Steve Jobs, RIP

The Apple home page right now is exactly what you came to expect: clean, simple, neat—the minimalist style that made the Apple story and Apple products so compelling.  I’ve lost count of the number of Apples I’ve had, though I still have an original 1984 first-generation Mac that is signed in the inside of the case.  (And in fact I bought yet another one just this week; one of those light-as-a-feather MacBook Airs, as I’m tired of lugging my heavy 17-inch MacBook Pro on my frequent short road trips.)

In The Age of Reagan I wrote about how the arrival of 1984 provoked ferocious ideological arguments over Orwell’s famous novel of that year, and wrapped the Apple story into it.  I think the little detail about how the famous Super Bowl ad almost didn’t air is significant:

“Ordinarily these kinds of arguments cannot be resolved, but in this case popular culture trumped arguendo Orwell in the most unlikely of venues—the Super Bowl.  Apple Computer placed a lavishly produced 60-second ad during the third quarter of Super Bowl XVIII in late January, directed by Ridley Scott, fresh off his feature film triumphs Alien and Blade Runner.  The ad featured an auditorium of grey-clad men with shaved heads listening hypnotically to an Orwellian Big Brother figure on a large theater screen:

Today, we celebrate the first glorious anniversary of the Information Purification Directives. We have created, for the first time in all history, a garden of pure ideology. Where each worker may bloom, secure from the pests purveying contradictory thoughts. Our Unification of Thought is more powerful a weapon than any fleet or army on earth. We are one people. With one will, one resolve, one cause. Our enemies shall talk themselves to death and we will bury them with their own confusion. We shall prevail!

“The trance is broken when a woman in orange shorts and white tank top (the only character in color) runs to the front of the auditorium and throws a sledgehammer through the theater screen, whereupon the voiceover narrative says, “On January 24, Apple Computer will introduce Macintosh.  And you’ll see why 1984 won’t be like 1984.”  The ad almost did not air.  Some of Apple’s board of directors were nervous about the ad and wanted to scrap it, but Apple’s management went ahead.  It was an obvious slap at IBM (though Apple denied this), whose new mainframe “Big Blue” was supposed to be the technological equivalent of Orwell’s Big Brother.  Though the ad ran nationally only this one time, Advertising Age would later name the spot “Commercial of the Decade.”  Ironically in 1984 there began to come into view the liberating effect of technology that would play a role in the downfall of the Soviet tyranny that inspired Orwell’s dark vision.”

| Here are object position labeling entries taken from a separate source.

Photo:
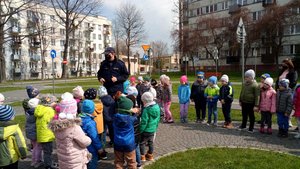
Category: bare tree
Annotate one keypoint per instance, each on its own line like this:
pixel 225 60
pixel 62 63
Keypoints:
pixel 131 24
pixel 72 13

JOHN adds: I was a latecomer to computers. At some point, it must have been in the 1990s, my kids suggested that we should get a computer. I couldn’t see it: by that time we had them in our office, of course, but to me they were just another piece of office equipment. I said we might as well have a Xerox machine in our living room. The kids have never let me forget that colloquy.

Some time around 2000, internet access was added to our office computers. By that time, of course, I had one of my own. That was the point at which I thought the office appliance might be worth owning at home. I wasn’t crazy about Windows, however; it seemed to be the creature of corporate IT departments and to be deliberately opaque to the individual user. Then the iMac came out. I had read up on Apple a bit, and bought one the first weekend they came out. To count up the Apple computers our family has owned since then would be embarrassing, so I won’t try to do it.

I set up the original Power Line site on an Apple laptop in May 2002 and the thousands of posts I’ve written since than have been done on various Macs. Like Steve, I got tired of lugging around a relatively heavy laptop–six pounds, svelte when I bought it three years ago–and, just a couple of weeks ago, bought a 13″ Macbook Air. My wife has the same computer, but in the 11″ version, which fits in some of her purses.

And that’s not to mention the iPhones and iPads in the family. To me, computers used to mean editing briefs and drafting correspondence. Now, they mean videos of family vacations, a family web site where we keep up with our siblings and cousins, thousands of photos documenting our family’s growth, music that we can stream to speakers throughout our house, episodes of Modern Family that our youngest daughter buys on her iPad and streams to television, texts that I send on my iPhone to invite my middle daughter to lunch. How many businessmen affect our lives in such a personal way? Steve Jobs was one of a very few.

Opinions differ on whether Jobs was a nice guy, but he impacted our lives in a nice way. And, if you haven’t read it, you shouldn’t miss the graduation speech that he delivered to Stanford’s class of 2005. It is one of the classics of the genre.

It is difficult for those of us who don’t achieve greatness–pretty much everyone–to understand how hard those who do become great have to work. Jobs worked harder than most of us could ever imagine, and in the end, he did it for us. I, for one, am grateful.